Die Quintessenz, die ich aus dem Verfahren nebst aller Informationen, die ich mir besorgt hatte, ziehe, ist erschreckend. Die Blitzanlage zwischen Burscheid und Leverkusen ist ein Paradefall ungenierter und hemmungsloser Geldschneiderei. Die Zeitungsartikel, die darüber berichten, dass von der Bußgeldstelle extra 30 Vollzeitkräfte eingestellt werden mussten, um eine viertel Million Geschenke, sorry, "Bußgelder" zusätzlich pro Jahr verarbeiten zu können, verweist auf einen geradezu industriellen Maßstab. Die publizierten Behauptungen, dass die Unfallstatistik zeige, dass diese Anlage Unfälle und den Verlust von Menschenleben auf dem Abschnitt reduziert hätte, ist schlichtweg falsch. Sämtliche jährliche Zahlen sind, von den statistischen Abweichungen abgesehen, vergleichbar. Wollte man tatsächlich mit einer Geschwindigkeitsreduzierung zum Schutz von Leib und Leben beitragen, würde man vor der Radarfalle warnen. Aus welcher Motivation heraus ein Fahrer dann langsamer fährt, spielt ja wohl kaum eine Rolle bei einem so hehren Ziel. Nur ist das eben unter Berücksichtigung der starken Nutzung der A1 keine besonders gefährliche und unfallträchtige Stelle. Jetzt nicht und früher nicht.

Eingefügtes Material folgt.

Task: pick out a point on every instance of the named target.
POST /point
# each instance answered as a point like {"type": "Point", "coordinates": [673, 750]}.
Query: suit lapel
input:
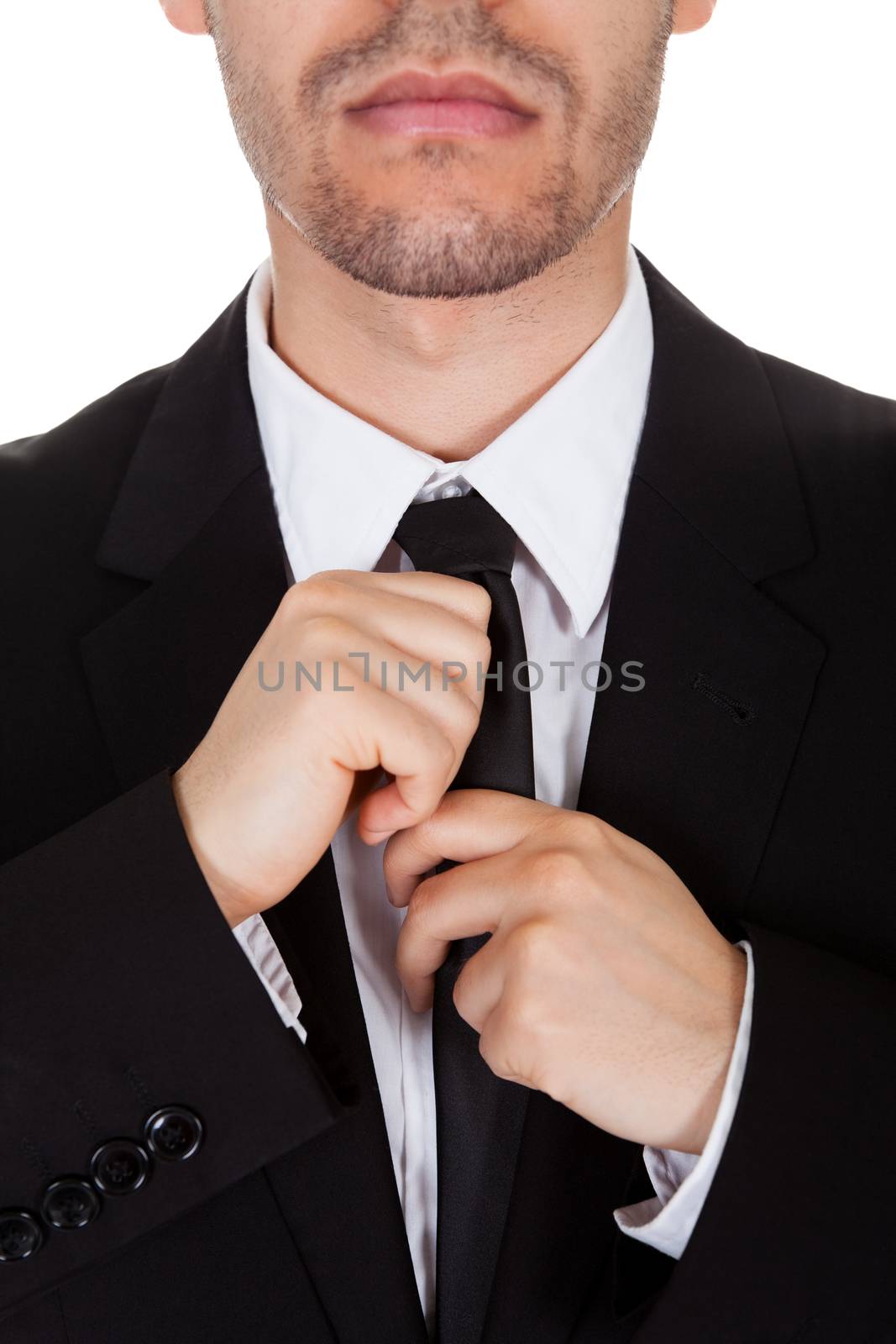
{"type": "Point", "coordinates": [195, 521]}
{"type": "Point", "coordinates": [692, 765]}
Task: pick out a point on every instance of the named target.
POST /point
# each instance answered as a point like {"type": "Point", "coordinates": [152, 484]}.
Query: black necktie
{"type": "Point", "coordinates": [474, 1110]}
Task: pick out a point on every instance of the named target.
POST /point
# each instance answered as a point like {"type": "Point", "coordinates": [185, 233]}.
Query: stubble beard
{"type": "Point", "coordinates": [454, 248]}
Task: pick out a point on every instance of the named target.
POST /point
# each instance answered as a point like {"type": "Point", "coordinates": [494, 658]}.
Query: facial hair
{"type": "Point", "coordinates": [453, 248]}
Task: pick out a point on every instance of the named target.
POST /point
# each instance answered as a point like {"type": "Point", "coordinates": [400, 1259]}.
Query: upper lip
{"type": "Point", "coordinates": [421, 85]}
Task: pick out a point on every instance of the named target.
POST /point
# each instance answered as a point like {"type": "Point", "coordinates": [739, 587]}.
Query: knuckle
{"type": "Point", "coordinates": [531, 944]}
{"type": "Point", "coordinates": [558, 870]}
{"type": "Point", "coordinates": [328, 631]}
{"type": "Point", "coordinates": [419, 909]}
{"type": "Point", "coordinates": [324, 589]}
{"type": "Point", "coordinates": [591, 830]}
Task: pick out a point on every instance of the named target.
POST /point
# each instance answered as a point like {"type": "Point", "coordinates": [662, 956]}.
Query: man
{"type": "Point", "coordinates": [446, 882]}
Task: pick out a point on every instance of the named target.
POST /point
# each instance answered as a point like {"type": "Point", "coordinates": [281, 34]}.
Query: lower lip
{"type": "Point", "coordinates": [446, 116]}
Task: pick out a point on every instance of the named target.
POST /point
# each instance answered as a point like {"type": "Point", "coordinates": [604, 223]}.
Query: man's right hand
{"type": "Point", "coordinates": [278, 770]}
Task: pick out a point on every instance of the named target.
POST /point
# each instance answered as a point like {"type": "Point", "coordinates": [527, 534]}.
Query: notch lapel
{"type": "Point", "coordinates": [694, 765]}
{"type": "Point", "coordinates": [196, 522]}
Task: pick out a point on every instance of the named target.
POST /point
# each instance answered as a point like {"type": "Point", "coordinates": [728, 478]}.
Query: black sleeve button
{"type": "Point", "coordinates": [174, 1133]}
{"type": "Point", "coordinates": [69, 1203]}
{"type": "Point", "coordinates": [20, 1234]}
{"type": "Point", "coordinates": [120, 1167]}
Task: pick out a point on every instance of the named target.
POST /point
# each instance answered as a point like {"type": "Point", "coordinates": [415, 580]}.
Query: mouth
{"type": "Point", "coordinates": [417, 102]}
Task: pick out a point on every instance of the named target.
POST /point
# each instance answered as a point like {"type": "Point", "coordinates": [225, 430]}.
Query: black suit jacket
{"type": "Point", "coordinates": [141, 561]}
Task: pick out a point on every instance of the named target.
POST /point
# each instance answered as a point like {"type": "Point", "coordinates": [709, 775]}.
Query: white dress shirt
{"type": "Point", "coordinates": [559, 476]}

Wenn mir die Bußgeldstelle dann trotz meines Hinweises, keine Kenntnis von der Geschwindigkeitsbegrenzung gehabt zu haben, Vorsatz unterstellt und mir dann noch meinen Einspruch verwirft, weil mein Schreiben einen Tag zu spät eintraf, obwohl ich es drei Werktage zuvor eingeworfen hatte, was auf corona-bedingte Probleme bei der Post zurückzuführen war, dann mag das eine kleinkarrierte Sachbearbeiterin sein, aber ich denke eher, dass das Vorgabe und System ist. Dass ich im weiteren Verlauf dann sowohl bei meinem Antrag zur Wiedereinsetzung in den vorigen Stand vom Amtsgericht Leverkusen als auch später im Hauptverfahren mit unpassenden Rechtsprechungen konfrontiert wurde, hat mich schon geärgert. Ich schließe zumindest beim letzten Richter aus, dass ihm das so wirklich klar war und natürlich hatte er Recht damit, dass kein Fall exakt wie der andere ist und Rechsprechungen nur eine Richtung vorgeben können. Nur gaben die mir vorgelegten Rechtsprechungen unnötigerweise eine falsche Richtung vor. Für mich stellt sich alles so dar, dass auf einer Meta-Ebene eine gut funktionierende Gelddruckmaschinerie eingefahren wurde und betrieben wird, ohne dass den meisten Beteiligten das klar ist. Die Bußgeldstelle scheint mir angehalten zu sein in dubio contra reum zu verfahren und wer doch vor Gericht zieht, bekommt Rechtsprechungen vorgelegt, die, so meine Vermutung, irgendwann mal durch die Rechtsabteilung der Bußgeldstelle bzw. des Rheinisch-Bergischen Kreises bei Gericht eingebracht wurden und seitdem dort eine ungerechtfertige Daseinsberechtigung haben und immer wieder ganz im Sinne der finanziell profitierenden Kreisverwaltung herangezogen werden.

Solange die Kreise von Radaranlagen auf den Autobahnen profitieren, solange wird sich das auch nicht ändern. Zu einfach ist der Griff in die Taschen Vorbeifahrender.